La riqualificazione completa ne garantisce la stabilità dopo l’alluvione del 2010. La pavimentazione è stata adattata, eliminando i gradini, per consentire il transito agevole oltre che ai pedoni anche a carrozzine e a utenti con ridotta mobilità.

Contro gli atti vandalici sono state installate nuove telecamere e potenziata l’illuminazione. I lavori sono stati seguiti dalla Soprintendenza architettura, belle arti e paesaggio.

L’intervento a Ponte San Michele

La spesa per i lavori di riqualificazione è stata di 300 mila euro nell’ambito delle opere finanziate con i fondi dell’alluvione del 2010. Il progetto di restauro conservativo, redatto dal settore Infrastrutture con Stefano Notarangelo, che ha fornito il supporto tecnico specialistico per la stesura del progetto e che si è occupato della direzione dei lavori e del coordinamento, ed eseguito da Edilrestauri di Brendola, ha previsto la riqualificazione degli elementi in pietra della parte superiore del ponte.

Si è provveduto ad una prima pulitura, al preconsolidamento delle parti degradate e potenzialmente soggette a distacchi, alla pulitura necessaria a rimuovere i materiali estranei e dannosi per il manufatto come la vegetazione spontanea. Effettuato il consolidamento per migliorare la coesione interna del materiale e l’adesione al substrato. Stesa la protezione finale per rallentare i processi di deterioramento.

L’analisi statica, effettuata per accertare la stabilità della struttura, ha avuto esito positivo. La pavimentazione in ciottoli è stata rifatta, mentre quella in trachite è stata rimossa e ricollocata eliminando i gradini nelle due rampe di accesso generando un percorso continuo e accessibile per passeggini e carrozzine.

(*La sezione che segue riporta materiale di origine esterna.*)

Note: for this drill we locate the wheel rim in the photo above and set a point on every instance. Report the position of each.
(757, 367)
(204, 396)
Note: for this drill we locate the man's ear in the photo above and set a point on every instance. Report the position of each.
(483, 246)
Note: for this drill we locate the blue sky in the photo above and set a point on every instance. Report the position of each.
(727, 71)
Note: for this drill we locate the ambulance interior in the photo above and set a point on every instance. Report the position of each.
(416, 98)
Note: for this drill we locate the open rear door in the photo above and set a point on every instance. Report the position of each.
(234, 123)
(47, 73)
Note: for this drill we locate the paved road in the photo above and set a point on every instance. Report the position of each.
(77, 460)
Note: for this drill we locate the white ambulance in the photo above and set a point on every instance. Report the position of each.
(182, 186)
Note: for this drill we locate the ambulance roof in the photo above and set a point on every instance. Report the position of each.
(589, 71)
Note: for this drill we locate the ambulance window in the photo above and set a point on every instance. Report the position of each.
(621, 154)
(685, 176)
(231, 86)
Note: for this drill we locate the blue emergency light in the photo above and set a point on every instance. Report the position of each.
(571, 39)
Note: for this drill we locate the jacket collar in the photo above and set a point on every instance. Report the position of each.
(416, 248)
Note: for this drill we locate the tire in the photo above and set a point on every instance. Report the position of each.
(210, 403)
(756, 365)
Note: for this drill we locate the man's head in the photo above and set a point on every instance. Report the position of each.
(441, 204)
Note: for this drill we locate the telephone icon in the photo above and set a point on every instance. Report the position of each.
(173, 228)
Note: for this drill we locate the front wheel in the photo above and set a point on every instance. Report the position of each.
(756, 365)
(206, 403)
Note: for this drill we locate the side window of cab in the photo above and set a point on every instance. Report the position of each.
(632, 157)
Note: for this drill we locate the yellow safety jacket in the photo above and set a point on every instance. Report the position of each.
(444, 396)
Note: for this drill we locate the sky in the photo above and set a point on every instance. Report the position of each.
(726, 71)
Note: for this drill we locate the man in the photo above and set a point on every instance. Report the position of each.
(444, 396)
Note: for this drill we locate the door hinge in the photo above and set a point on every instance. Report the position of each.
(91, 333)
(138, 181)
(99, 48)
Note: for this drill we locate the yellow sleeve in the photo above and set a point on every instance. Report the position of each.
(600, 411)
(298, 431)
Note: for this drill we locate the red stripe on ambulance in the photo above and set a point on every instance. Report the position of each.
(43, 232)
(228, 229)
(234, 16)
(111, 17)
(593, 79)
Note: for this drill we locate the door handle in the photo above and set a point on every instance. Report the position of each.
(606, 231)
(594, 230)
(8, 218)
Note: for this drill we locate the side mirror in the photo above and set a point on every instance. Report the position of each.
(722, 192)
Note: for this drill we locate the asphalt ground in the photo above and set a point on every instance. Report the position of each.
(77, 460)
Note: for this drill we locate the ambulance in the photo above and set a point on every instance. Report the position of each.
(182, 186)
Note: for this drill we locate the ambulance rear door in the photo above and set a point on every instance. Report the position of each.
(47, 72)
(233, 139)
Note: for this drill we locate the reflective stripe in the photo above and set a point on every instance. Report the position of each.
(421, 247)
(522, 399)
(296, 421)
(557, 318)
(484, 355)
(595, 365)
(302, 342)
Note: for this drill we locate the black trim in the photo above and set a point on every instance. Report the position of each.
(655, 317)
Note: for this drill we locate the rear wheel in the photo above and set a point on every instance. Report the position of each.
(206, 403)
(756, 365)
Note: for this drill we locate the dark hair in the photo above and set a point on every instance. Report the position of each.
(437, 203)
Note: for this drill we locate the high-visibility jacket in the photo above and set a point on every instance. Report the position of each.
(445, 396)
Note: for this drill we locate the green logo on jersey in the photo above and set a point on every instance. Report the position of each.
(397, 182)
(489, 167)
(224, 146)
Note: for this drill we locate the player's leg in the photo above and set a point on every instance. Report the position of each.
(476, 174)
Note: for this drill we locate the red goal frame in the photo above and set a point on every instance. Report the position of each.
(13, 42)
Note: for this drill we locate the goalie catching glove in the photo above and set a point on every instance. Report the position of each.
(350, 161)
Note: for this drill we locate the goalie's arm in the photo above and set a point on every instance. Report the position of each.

Sono state installate, inoltre 2 telecamere, che saranno visionate dal comando della polizia locale di Vicenza, con lo scopo di sorvegliare il ponte e scoraggiare atti vandalici e imbrattamenti del manufatto.

Sarà, inoltre, potenziata l’illuminazione ripristinando sulle sponde i fari che erano stati danneggiati dalla piena del 2010, e nelle pareti degli edifici confinanti sono stati installati  2 nuovi  fari  provvisori che saranno sostituiti con apparecchi a led.